The album cover photo by Norman Seeff divided the nine-piece lineup between the front and back cover, with Chris Solberg, Pete Escovedo, Raul Rekow and Greg Walker shown with Carlos Santana on the front while David Margen, Armando Peraza, Graham Lear and Chris Rhyne appeared on the back.

==Critical reception==

The Globe and Mail wrote that "the former fusion-jazz experiments as well as the earlier Latin and acid-rock influences have all been evened out on this album in an attempt to emphasize Carlos Santana the rocker."

Professional ratings
Review scores
| Source | Rating |
| AllMusic | Star |
| Christgau's Record Guide | C+ |
| Rolling Stone | (not rated) |
| The Rolling Stone Album Guide | Star |

==Cover songs on the album==
Several of the album's tracks are covers:
- The "Dealer" portion of "Dealer/Spanish Rose" is a cover of the song "Dealer" by Traffic appearing on their 1967 album, Mr.

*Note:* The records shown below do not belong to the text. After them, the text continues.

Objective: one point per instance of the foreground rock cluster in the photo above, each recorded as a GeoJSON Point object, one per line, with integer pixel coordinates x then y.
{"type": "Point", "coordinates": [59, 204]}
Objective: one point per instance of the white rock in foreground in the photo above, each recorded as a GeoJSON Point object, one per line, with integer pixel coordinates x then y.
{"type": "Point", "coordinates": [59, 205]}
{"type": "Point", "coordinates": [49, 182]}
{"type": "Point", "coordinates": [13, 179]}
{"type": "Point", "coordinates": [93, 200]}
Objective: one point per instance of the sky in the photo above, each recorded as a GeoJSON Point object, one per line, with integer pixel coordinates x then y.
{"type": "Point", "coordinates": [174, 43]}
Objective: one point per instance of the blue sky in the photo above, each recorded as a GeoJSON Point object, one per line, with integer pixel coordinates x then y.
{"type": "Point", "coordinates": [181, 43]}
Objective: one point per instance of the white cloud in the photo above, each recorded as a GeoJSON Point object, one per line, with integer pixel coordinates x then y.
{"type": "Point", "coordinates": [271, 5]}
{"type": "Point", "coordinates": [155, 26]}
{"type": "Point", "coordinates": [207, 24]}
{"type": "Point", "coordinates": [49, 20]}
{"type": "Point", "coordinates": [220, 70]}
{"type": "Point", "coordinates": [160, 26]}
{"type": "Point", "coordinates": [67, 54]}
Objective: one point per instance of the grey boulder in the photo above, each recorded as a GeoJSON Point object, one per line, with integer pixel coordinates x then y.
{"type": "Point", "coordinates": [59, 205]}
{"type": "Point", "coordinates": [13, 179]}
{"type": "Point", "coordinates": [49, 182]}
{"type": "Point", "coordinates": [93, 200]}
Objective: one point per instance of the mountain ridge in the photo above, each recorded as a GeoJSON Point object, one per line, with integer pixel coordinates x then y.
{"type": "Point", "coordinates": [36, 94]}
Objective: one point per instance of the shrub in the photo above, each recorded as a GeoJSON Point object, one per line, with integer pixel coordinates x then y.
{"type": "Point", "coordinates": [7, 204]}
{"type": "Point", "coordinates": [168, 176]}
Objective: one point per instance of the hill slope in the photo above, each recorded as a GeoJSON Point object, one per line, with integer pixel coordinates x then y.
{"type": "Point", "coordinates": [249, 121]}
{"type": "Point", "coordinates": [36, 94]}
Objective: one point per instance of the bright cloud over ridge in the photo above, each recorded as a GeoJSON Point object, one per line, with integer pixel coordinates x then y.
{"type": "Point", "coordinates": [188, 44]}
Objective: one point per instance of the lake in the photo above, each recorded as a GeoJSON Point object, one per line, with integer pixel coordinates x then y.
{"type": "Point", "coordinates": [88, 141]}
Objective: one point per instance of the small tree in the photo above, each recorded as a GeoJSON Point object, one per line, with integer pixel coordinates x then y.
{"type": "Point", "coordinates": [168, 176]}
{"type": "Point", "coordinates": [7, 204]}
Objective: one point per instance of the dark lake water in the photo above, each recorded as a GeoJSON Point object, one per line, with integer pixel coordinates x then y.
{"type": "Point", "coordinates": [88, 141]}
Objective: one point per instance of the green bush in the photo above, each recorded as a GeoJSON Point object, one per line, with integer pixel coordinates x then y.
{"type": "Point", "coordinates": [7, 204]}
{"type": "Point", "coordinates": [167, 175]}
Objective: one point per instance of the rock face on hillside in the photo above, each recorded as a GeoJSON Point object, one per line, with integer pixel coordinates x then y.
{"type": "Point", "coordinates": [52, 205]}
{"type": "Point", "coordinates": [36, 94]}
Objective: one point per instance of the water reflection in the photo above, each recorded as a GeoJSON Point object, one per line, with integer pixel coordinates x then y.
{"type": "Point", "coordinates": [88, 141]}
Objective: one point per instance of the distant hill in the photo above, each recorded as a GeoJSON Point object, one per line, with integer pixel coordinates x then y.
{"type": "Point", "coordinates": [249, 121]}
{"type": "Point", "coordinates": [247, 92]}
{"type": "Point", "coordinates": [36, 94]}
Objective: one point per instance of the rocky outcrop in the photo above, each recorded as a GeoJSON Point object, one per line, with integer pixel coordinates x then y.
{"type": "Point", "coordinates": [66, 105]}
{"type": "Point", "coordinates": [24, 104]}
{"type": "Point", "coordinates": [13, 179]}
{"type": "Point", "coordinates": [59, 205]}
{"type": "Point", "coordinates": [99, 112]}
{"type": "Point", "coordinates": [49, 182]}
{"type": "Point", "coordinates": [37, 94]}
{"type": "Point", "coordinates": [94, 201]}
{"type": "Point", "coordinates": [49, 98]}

Fantasy
- "One Chain (Don't Make No Prison)" is a cover of a Four Tops song "One Chain Don't Make No Prison" appearing on their 1974 album Meeting of the Minds, and as a single on the same year
- "Well All Right" is a cover of the Buddy Holly song "Well... All Right" (appearing as B-side of Holly's 1958 single "Heartbeat") and it was covered earlier by Blind Faith on their 1969 self-titled and only studio album Blind Faith
- "Stormy" is a cover of the Classics IV's 1968 top-10 hit (Hot 100 No. 5) and included on their 1968 album Mamas and Papas/Soul Train, and 1970 album Stormy

==Track listing==

===Side one===
1. "Dealer/Spanish Rose" (Jim Capaldi/Carlos Santana) – 5:50
2. "Move On" (Santana, Chris Rhyne) – 4:27
3. "One Chain (Don't Make No Prison)" (Dennis Lambert, Brian Potter) – 6:13
4. "Stormy" (Buddy Buie, James Cobb) – 4:45

===Side two===
1. "Well All Right" (Buddy Holly, Jerry Allison, Joe B. Mauldin, Norman Petty,) – 4:09
2. "Open Invitation" (Santana, Lambert, Potter, Greg Walker, David Margen) – 4:45
3. "Life Is a Lady/Holiday" (Lambert/Santana) – 3:47
4. "The Facts of Love" (Lambert, Potter) – 5:28
5. "Wham!" (Santana, Graham Lear, Armando Peraza, Raul Rekow, Pete Escovedo) – 3:24

===CD Reissue===
1. "Dealer/Spanish Rose" (Capaldi/Santana) – 5:50
2. "Move On" (Santana, Rhyne) – 4:27
3. "One Chain (Don't Make No Prison)" (Extended disco version) (Lambert, Potter) – 7:13
4. "Stormy" (Buie, Cobb) – 4:45
5. "Well All Right" (Holly, Allison, Mauldin, Petty) – 4:09
6. "Open Invitation" (Santana, Lambert, Potter, Walker, Margen) – 4:45
7. "Life Is a Lady/Holiday" (Lambert/Santana) – 3:47
8. "The Facts of Love" (Lambert, Potter) – 5:28
9. "Wham!" (Santana, Lear, Peraza, Rekow, Escovedo) – 3:24

==Personnel==
- Greg Walker – lead vocals
- Carlos Santana – guitar, backing vocals
- Chris Solberg – guitar, backing vocals
- Chris Rhyne – keyboards
- David Margen – bass
- Graham Lear – drums
- Armando Peraza – percussion, backing vocals
- Raul Rekow – percussion, backing vocals
- Pete Escovedo – percussion
- Dennis Lambert – clavinet, backing vocals
- Mike Boddicker – synthesizer programming
- Technical
- Mick Brigden – artwork, cover concept
- Norman Seeff – design, art director, photography

==Charts==

| Chart (1978–1979) | Peak position |
|---|---|
| Australian Albums (Kent Music Report) | 5 |
| Austrian Albums (Ö3 Austria) | 19 |
| Canada Top Albums/CDs (RPM) | 25 |
| Dutch Albums (Album Top 100) | 7 |
| Finnish Albums (The Official Finnish Charts) | 8 |
| French Albums (SNEP) | 3 |
| German Albums (Offizielle Top 100) | 11 |
| Italian Albums (Musica e Dischi) | 8 |
| Japanese Albums (Oricon) | 35 |
| New Zealand Albums (RMNZ) | 20 |
| Norwegian Albums (VG-lista) | 17 |
| Swedish Albums (Sverigetopplistan) | 14 |
| UK Albums (OCC) | 17 |
| US Billboard Top LPs & Tape | 27 |
| US Soul LPs (Billboard) | 36 |

==Certifications==

| Region | Certification | Certified units/sales |
| Canada (Music Canada) | Gold | 50,000^{^} |
| France (SNEP) | Gold | 100,000^{*} |
| New Zealand (RMNZ) | Gold | 7,500^{^} |
| United Kingdom (BPI) | Gold | 100,000^{^} |
| United States (RIAA) | Gold | 500,000^{^} |
^{*} Sales figures based on certification alone. ^{^} Shipments figures based on certification alone.